Herbert Marcuse, considerado o ideólogo dessa metamorfose, deixa correr seu pensamento em sua “nova dimensão revolucionária”, propondo uma mudança total. Afirma com naturalidade ser necessária a desintegração do sistema de vida dos homens: “Pode-se sem dúvida falar de uma revolução cultural, pois o protesto se volta contra todo o establishment cultural, incluindo a moral da sociedade existente”.2

Embate entre o sagrado e o não sagrado

Essa transformação do modo cotidiano de sentir e de viver vem se desenvolvendo com maior intensidade nos últimos anos, modificando os hábitos do Ocidente. É a “libertação dos instintos”, é o relativismo moderno que nega a existência do bem e do mal, da verdade e do erro, do belo e do feio.

Este fenômeno penetrou em vastos setores da sociedade, dessorando a instituição da família. As modas deslocam-se rapidamente da extravagância para o ­nudismo. Vão desaparecendo a cortesia, as boas maneiras, o respeito no relacionamento humano. As novas gerações se deparam com mundo anárquico, caótico e agressivo, onde o vulgar toma o lugar do cerimonioso. A educação parece ter por único fim difundir o espírito de “liberdade” apregoada pelos slogans da Sorbonne.

O surgimento dos meios eletrônicos de comunicação agrava ainda mais a situação. A enxurrada de novidades, impressões e sensações convidam muitas vezes ao desaparecimento do raciocínio.
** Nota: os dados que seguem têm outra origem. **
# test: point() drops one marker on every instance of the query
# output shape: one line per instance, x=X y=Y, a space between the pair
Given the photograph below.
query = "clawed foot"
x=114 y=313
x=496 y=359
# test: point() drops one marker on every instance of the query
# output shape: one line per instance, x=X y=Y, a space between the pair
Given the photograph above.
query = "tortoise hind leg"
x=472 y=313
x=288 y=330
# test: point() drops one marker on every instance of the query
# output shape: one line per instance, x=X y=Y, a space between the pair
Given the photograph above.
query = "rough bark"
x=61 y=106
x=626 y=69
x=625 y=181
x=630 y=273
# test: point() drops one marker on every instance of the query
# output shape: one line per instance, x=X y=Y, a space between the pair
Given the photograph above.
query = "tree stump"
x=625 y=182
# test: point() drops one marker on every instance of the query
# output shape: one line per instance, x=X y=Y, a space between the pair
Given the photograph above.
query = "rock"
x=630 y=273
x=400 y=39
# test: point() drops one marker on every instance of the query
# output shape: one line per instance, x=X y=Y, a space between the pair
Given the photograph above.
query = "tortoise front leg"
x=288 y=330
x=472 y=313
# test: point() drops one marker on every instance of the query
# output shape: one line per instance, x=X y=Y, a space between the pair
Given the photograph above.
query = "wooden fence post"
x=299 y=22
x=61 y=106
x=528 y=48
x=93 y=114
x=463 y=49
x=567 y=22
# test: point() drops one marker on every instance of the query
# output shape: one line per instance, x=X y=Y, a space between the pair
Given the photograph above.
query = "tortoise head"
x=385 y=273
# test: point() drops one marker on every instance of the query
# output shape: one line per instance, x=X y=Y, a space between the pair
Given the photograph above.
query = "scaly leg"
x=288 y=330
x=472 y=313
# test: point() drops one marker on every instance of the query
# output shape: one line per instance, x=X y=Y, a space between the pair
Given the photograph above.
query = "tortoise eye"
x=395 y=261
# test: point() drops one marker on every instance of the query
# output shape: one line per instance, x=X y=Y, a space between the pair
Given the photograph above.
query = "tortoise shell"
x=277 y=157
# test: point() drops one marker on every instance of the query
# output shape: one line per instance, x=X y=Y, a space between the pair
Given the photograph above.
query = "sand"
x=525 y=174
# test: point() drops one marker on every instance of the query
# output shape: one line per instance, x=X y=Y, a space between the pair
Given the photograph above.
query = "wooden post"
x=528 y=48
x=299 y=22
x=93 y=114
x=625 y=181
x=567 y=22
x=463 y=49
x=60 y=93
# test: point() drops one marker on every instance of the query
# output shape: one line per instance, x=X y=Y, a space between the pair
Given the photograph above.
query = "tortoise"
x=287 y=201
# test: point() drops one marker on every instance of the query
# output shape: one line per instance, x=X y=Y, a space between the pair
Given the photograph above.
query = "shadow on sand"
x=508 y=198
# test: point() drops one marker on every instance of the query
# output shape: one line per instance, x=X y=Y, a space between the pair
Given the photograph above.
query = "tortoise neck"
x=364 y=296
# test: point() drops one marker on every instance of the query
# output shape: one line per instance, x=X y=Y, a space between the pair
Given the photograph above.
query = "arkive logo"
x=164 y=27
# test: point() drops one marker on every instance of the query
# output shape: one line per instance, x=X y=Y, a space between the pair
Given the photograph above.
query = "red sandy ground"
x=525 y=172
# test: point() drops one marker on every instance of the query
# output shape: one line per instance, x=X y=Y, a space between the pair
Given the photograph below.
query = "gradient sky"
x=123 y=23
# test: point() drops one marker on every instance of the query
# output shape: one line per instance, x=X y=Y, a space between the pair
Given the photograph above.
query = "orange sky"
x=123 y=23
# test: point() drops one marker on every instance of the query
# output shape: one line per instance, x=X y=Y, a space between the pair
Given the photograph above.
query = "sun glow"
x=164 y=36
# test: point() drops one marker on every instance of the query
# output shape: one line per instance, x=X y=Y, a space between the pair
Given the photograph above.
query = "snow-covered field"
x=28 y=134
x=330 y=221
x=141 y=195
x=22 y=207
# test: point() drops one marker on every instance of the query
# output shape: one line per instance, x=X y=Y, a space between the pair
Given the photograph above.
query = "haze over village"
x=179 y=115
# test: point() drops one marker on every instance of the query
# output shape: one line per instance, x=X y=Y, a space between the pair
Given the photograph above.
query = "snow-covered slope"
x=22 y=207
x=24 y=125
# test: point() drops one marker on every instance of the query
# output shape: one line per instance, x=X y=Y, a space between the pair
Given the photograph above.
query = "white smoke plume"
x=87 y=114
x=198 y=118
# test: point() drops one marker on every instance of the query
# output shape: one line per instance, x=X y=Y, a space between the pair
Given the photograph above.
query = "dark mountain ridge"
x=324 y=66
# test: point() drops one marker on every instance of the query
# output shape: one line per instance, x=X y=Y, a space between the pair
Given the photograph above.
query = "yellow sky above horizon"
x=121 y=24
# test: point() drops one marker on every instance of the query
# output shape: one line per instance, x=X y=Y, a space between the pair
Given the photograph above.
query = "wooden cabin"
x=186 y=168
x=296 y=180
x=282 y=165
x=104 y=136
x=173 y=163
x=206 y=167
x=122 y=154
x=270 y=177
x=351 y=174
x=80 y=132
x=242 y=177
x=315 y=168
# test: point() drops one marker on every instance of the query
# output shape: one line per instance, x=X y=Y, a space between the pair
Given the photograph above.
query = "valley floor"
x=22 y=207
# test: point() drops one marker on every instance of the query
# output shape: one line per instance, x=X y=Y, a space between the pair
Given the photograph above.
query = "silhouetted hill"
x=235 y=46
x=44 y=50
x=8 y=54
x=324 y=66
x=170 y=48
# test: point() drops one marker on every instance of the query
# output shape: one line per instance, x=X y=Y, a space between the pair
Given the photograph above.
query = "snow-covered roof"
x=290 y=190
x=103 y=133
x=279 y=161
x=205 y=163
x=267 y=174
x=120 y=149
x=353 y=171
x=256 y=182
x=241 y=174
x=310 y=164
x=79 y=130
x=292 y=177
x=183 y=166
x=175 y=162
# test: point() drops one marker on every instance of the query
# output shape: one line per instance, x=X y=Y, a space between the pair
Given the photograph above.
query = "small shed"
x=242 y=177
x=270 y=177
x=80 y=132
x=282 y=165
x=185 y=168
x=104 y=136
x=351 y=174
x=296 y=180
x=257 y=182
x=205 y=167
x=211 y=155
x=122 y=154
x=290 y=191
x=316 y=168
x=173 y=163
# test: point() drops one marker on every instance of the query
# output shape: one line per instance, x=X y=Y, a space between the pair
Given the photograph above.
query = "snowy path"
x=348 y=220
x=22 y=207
Aos responsáveis pelas comunicações sociais, afirmou João Paulo II: “As modernas tecnologias aumentam de maneira impressionante a velocidade, a quantidade e o alcance da comunicação, mas não favorecem de igual modo aquele intercâmbio frágil ­entre uma mente e outra, entre um coração e outro, que deve caracterizar qualquer forma de comunicação ao serviço da solidariedade e do amor”.3

Alvo de tantas solicitações, precisam os homens escolher entre caminhar rumo ao sagrado ou deixar-se atropelar pelo secularismo reinante. Em outros tempos – dizia Bento XVI -, tal situação seria impensável, “porque ainda estava presente o respeito pelo homem enquanto feito a imagem e semelhança de Deus; ora, sem esse respeito, o homem se considera a si mesmo absoluto e tudo lhe será permitido: torna-se assim realmente destruidor”.4

Neste embate entre o sagrado e o não sagrado, entre a luz e as trevas se encontra o mundo em nossos tristes dias. O que prevalecerá? (Revista Arautos do Evangelho, Setembro/2016, n. 177, pp. 22-23)

1 CORRÊA DE OLIVEIRA, Plinio. Revolução e Contra-Revolução. 5.ed. São Paulo: Retornarei, 2002, p.47-48.
2 MARCUSE, Herbert. La rebelión de París. In: La sociedad carnívora. Buenos Aires: Galerna, 1969, p.67.
3 SÃO JOÃO PAULO II. Carta Apostólica O rápido desenvolvimento, n.13.
4 BENTO XVI. Luce del mondo. Il Papa, la Chiesa e i segni dei tempi. Città del Vaticano: LEV, 2010, p.84.